By: Isabella Nicastro, Curation and Artist Liaison at Partial

As part of our ongoing commitment to highlight the incredible talent within the Partial community and from coast-to-coast, Partial’s second 2026 homepage banner spotlight features artists Shahrzad Amin and Ernesto Cabral.

To learn more about Amin and her artwork, check out her Partial profile here.

Shahrzad Amin is an Iranian-Canadian award-winning interdisciplinary artist with more than twelve years of diverse experiences as a sculptor, multimedia and installation artist, model designer, and potter. She obtained a BFA from Tehran University of Art in 2010 and an MFA from OCADU in 2020.

‘Healing Bonds’, mixed media, 34″ x 48″. Currently available for purchase here.

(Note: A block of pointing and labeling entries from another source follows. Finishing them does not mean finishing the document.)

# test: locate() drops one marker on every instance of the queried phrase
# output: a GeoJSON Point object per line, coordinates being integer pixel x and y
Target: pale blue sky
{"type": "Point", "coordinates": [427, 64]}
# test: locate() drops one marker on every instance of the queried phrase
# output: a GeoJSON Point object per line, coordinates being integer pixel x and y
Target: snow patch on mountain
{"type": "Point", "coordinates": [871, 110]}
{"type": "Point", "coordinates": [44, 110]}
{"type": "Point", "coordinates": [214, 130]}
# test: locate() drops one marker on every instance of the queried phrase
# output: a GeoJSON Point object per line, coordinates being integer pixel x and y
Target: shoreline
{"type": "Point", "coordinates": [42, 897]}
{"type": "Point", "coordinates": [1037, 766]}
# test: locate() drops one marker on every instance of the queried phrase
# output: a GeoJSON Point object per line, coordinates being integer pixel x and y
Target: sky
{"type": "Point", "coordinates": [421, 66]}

Shahrzhad creates socially engaging art interested in fundamental social issues of democracy. Her work examines of diasporic and socio-cultural subjectivities, often applying historical eastern architectural visual elements to encourage the bridging of both physical and cultural distances.

Shahrzad’s collection of sculptural works titled Witnesses is inspired by the Tell Asmar Hoard, a collection of twelve statues unearthed in 1933 in Iraq that are famous for their wide eyes, captivating gaze, and their sense of humble attentiveness. Minimalistic, yet entirely captivating, the pristinely simple design of her sculptures instantly draws viewers to the figures’ enthrallingly emotive facial expressions.

To learn more about Cabral and his artwork, check out his Partial profile here.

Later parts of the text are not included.